In this episode, you will continue with part two of .NET 6 using Onion Architecture.
We laid out the core project, the first unit test, and the private bill and now we will review those builds and get them working on windows images. You will also see the difference between GitHub Actions and Azure Pipelines, the difference in speed when building, and the Yammel format of both.
After that, we will go into documenting and diagraming the architecture for this church bulletin application. It’s so important to communicate to future team members what your architectural decisions are and that is why we document, diagram, or sketch out any decisions about how the application will be used, where it is going to be hosted and the structure of the visual studio solution.
This is done once at the beginning of a project and then incrementally as architectural decisions are made. This way, anyone else that comes to contribute to the software immediately understands what the overall intent is.

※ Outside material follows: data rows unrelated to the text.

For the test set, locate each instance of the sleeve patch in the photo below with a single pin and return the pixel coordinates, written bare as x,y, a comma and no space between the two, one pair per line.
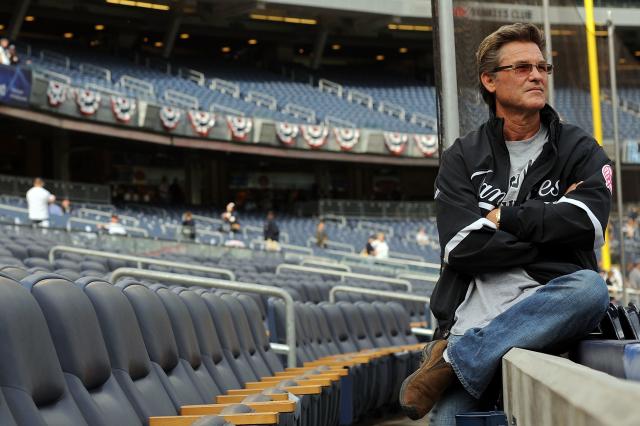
607,173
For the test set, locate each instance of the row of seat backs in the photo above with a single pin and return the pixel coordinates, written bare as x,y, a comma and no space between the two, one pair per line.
328,329
123,357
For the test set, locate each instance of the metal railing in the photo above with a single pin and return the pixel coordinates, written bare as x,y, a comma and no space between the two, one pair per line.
391,109
284,235
393,281
140,87
129,229
393,262
225,86
139,260
96,71
386,295
181,99
188,280
335,245
256,243
418,277
328,265
77,192
329,86
358,97
124,218
299,111
406,256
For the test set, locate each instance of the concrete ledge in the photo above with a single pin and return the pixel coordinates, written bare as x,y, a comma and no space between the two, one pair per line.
541,390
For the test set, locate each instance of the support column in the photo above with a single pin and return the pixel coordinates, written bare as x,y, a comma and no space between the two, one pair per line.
61,156
17,19
319,46
170,35
450,120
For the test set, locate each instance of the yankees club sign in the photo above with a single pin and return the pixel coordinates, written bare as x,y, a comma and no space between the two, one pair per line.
170,117
201,121
123,108
427,144
347,137
396,142
287,133
88,101
56,93
239,126
314,134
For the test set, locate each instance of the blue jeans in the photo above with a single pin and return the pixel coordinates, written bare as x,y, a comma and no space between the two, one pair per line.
566,308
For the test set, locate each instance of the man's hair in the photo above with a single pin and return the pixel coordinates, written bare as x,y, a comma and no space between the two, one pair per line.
488,53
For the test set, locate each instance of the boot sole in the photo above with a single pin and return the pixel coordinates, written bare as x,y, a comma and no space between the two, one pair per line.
410,410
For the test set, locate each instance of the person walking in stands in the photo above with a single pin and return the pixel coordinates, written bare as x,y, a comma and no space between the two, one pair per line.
522,203
188,226
271,231
321,235
5,55
38,200
380,247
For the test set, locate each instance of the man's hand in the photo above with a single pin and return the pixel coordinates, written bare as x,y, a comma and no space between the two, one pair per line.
572,187
493,216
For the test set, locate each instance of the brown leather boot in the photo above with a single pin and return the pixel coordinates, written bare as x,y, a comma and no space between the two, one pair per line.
421,390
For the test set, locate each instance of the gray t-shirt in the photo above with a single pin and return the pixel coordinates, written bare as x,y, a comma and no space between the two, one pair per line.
490,294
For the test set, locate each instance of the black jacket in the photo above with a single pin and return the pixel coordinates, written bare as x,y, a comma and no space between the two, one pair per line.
545,232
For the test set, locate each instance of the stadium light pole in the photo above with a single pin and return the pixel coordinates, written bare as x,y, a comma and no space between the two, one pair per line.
594,86
616,145
447,51
548,48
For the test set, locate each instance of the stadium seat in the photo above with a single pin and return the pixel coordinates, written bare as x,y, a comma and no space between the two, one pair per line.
31,379
82,352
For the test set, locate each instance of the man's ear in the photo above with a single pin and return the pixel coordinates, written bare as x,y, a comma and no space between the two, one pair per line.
488,81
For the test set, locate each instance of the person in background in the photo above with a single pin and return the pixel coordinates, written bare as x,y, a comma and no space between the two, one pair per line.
66,205
380,247
38,200
421,237
271,230
230,219
114,227
55,210
321,235
188,226
13,55
5,56
368,249
271,233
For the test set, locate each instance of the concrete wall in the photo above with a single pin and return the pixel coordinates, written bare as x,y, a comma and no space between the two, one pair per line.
545,390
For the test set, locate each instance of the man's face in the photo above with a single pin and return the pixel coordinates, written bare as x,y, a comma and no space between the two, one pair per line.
518,92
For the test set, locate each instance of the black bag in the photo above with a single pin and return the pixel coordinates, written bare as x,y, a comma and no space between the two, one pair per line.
630,321
610,326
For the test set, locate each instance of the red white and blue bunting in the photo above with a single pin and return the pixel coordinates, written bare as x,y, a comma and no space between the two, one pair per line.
396,142
347,137
56,93
123,108
170,117
314,134
239,126
88,101
428,144
201,121
287,133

You have a vision in your head on day one with a little tiny bit of code then on day two and day three and day four, the vision grows and develops into a full vision for the software that needs to be realized. The communication tool of the vision becomes important for any team member to break it down.
This episode also introduces the two most widely used mechanisms for going from high level down to detailed architecture and design diagrams- Philippe Kruchten’s 4+1 View Model and Simon Brown’s C4 Model for architectural diagrams.
You will learn PlantUML for creating diagrams that you can save in a Git repository that is a text format. These are similar in a textual format when you make a change to them, you can diff them and you can see them, and they are friendly to pull requests.
There’s some very simple tooling in VS code that allows us to automatically generate an image diagram from the textual representation that we will go through and use to create the architectural diagrams. You will create five layers of architectural blueprints describing what you’re going to end up with as you create this church bulletin application.